What’s happening? Basically, gasoline has taken center stage. Almost 75% of this increase came directly from fuel prices, which rose sharply due to tensions in Iran affecting the global energy supply. It’s that cascade effect we see when geopolitics moves markets.
Year-to-date, the US CPI reached 3.3%, the fastest pace since 2024. It seems that the stabilization period we had is over, and inflationary pressures are returning.
Now, what catches my attention is the core. The core inflation, which excludes food and energy, was just 0.2% month-over-month. This is important because it suggests the problem is still quite localized in energy. If this spreads to the rest of the economy, then we really have a bigger problem.

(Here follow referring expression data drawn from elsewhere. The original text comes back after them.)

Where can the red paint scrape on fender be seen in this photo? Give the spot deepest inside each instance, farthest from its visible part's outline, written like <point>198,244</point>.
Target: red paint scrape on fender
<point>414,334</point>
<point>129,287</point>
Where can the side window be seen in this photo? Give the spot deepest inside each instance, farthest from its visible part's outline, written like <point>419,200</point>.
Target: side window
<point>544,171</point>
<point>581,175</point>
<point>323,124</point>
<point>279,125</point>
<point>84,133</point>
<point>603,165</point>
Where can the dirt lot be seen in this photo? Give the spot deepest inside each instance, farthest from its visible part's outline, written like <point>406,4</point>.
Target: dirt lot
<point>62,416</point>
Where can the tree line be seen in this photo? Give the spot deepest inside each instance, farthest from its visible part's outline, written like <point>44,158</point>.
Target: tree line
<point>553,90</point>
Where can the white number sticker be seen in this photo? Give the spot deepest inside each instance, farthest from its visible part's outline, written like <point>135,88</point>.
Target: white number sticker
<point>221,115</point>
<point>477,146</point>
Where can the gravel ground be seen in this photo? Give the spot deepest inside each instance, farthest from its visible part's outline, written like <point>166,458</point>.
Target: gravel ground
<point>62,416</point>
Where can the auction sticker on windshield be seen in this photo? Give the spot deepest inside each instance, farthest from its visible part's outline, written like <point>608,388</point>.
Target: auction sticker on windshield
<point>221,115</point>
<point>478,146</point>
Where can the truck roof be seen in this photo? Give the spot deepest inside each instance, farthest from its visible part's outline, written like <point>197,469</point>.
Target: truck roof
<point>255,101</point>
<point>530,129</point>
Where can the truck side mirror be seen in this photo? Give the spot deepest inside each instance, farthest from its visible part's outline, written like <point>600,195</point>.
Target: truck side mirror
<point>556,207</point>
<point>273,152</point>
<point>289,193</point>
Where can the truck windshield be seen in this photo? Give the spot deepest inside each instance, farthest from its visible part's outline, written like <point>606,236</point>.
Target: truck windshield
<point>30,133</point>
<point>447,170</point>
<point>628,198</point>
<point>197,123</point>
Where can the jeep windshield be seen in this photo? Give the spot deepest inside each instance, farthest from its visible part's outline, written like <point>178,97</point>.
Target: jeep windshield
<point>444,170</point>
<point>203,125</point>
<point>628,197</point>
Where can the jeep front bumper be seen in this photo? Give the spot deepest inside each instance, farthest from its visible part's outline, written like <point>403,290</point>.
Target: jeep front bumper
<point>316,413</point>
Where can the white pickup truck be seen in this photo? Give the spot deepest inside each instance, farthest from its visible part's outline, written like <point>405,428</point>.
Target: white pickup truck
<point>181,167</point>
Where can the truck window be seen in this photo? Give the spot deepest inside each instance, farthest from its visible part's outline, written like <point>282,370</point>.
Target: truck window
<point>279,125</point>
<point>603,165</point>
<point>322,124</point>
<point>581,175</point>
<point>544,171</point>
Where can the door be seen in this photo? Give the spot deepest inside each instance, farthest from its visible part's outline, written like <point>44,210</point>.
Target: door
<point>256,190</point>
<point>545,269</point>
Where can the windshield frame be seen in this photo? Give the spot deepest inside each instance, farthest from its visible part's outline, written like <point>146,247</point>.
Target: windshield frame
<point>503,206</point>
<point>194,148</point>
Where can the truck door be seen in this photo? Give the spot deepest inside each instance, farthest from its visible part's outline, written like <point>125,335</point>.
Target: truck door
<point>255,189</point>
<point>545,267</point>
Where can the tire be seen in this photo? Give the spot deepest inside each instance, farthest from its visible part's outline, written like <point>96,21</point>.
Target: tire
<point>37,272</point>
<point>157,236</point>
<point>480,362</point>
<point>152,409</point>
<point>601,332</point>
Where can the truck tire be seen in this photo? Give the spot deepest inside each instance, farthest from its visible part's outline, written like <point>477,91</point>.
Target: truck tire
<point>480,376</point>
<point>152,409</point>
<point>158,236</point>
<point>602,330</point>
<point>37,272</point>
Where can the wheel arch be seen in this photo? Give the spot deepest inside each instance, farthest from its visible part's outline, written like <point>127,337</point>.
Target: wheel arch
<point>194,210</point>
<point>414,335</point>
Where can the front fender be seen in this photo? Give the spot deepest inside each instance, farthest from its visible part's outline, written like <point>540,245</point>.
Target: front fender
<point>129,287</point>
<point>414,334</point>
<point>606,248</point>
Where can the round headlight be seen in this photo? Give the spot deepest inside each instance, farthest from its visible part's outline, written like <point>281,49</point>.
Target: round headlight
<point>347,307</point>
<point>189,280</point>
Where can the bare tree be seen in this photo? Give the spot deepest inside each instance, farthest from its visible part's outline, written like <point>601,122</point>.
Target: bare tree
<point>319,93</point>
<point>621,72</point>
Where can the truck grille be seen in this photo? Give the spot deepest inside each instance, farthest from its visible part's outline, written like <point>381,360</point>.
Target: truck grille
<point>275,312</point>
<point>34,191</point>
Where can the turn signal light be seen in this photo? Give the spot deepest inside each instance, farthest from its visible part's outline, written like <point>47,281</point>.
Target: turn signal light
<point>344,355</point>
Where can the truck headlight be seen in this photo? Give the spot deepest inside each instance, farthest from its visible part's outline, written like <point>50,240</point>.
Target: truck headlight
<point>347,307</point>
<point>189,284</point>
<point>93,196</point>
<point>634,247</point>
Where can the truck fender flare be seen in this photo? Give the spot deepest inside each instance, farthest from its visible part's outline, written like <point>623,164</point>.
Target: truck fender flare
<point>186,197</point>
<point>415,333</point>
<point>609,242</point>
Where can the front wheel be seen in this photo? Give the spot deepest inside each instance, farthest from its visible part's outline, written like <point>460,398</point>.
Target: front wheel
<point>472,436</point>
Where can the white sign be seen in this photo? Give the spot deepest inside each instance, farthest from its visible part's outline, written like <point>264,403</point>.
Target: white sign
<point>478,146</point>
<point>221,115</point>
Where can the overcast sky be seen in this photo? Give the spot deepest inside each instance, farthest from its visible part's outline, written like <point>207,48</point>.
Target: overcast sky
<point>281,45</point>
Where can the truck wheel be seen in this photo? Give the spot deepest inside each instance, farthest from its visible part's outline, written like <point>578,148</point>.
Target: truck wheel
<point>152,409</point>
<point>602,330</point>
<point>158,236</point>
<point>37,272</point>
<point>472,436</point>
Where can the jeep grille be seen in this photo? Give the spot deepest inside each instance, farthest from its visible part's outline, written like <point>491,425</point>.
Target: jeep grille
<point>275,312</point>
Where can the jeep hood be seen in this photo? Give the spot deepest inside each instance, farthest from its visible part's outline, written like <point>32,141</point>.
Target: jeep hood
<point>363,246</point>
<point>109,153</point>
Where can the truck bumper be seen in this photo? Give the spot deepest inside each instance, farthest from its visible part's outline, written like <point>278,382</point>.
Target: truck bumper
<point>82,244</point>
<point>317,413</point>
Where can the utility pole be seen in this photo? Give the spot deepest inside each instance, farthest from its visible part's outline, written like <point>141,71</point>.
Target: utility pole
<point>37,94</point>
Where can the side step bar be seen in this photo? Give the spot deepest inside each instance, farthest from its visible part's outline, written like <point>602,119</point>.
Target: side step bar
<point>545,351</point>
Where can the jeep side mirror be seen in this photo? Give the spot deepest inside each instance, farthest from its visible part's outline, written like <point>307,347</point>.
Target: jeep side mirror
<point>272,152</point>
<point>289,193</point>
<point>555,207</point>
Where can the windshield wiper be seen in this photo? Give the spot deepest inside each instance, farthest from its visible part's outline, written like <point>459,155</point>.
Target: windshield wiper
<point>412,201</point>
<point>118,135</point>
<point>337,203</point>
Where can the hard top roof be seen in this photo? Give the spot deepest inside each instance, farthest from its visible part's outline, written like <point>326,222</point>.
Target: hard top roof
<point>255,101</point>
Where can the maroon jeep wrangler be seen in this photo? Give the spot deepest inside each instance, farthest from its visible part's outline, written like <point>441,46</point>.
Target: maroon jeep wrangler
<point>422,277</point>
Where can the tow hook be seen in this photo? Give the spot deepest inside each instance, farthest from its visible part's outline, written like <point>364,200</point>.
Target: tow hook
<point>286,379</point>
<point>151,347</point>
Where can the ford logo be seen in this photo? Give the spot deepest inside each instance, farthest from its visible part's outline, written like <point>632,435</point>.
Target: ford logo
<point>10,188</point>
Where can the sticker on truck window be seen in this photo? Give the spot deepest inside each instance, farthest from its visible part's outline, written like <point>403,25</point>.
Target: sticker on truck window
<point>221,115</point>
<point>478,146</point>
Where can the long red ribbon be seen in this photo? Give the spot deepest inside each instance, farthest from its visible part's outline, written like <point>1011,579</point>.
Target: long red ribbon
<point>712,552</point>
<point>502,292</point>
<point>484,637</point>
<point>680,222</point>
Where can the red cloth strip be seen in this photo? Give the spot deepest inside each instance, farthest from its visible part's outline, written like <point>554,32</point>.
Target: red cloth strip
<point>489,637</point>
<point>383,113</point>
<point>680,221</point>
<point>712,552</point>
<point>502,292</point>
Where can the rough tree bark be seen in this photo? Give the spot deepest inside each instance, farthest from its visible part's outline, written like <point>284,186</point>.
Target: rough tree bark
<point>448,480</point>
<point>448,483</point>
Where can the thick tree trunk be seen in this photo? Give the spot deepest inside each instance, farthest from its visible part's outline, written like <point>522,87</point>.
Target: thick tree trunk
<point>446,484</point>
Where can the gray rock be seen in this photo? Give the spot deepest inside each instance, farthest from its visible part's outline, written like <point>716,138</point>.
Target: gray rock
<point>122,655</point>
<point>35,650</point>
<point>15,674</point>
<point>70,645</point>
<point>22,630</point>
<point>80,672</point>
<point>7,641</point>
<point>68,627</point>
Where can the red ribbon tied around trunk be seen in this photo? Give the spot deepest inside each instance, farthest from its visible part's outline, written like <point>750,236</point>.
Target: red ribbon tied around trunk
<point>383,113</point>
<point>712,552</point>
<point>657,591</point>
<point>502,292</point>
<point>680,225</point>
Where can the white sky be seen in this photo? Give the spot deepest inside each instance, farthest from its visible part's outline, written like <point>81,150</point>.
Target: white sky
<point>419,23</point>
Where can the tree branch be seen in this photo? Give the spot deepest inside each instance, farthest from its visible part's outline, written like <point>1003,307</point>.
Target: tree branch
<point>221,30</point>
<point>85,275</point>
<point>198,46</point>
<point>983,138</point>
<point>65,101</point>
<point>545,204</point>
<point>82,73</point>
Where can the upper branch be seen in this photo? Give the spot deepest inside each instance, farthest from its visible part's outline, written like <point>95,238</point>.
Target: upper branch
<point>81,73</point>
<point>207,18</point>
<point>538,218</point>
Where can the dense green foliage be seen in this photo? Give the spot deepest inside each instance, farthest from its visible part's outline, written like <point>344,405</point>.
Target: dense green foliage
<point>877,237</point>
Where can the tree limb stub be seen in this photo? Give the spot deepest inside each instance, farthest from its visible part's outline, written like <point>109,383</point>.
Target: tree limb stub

For those watching the markets, this creates a quite divided scenario. On one side, the strong headline inflation reinforces the narrative of “higher rates for longer,” which favors the dollar. On the other, the controlled core leaves open the possibility that this peak is only temporary if energy stabilizes.
The question everyone should be asking now is: will this spread? Will wages start to rise in response? Will oil prices stay at this level? If the answer is yes to these questions, inflation remains high. If not, we might just be seeing a temporary spike.
For now, what’s clear is that macroeconomic uncertainty remains high, and inflation is increasingly tied to geopolitical movements. It’s worth keeping an eye on.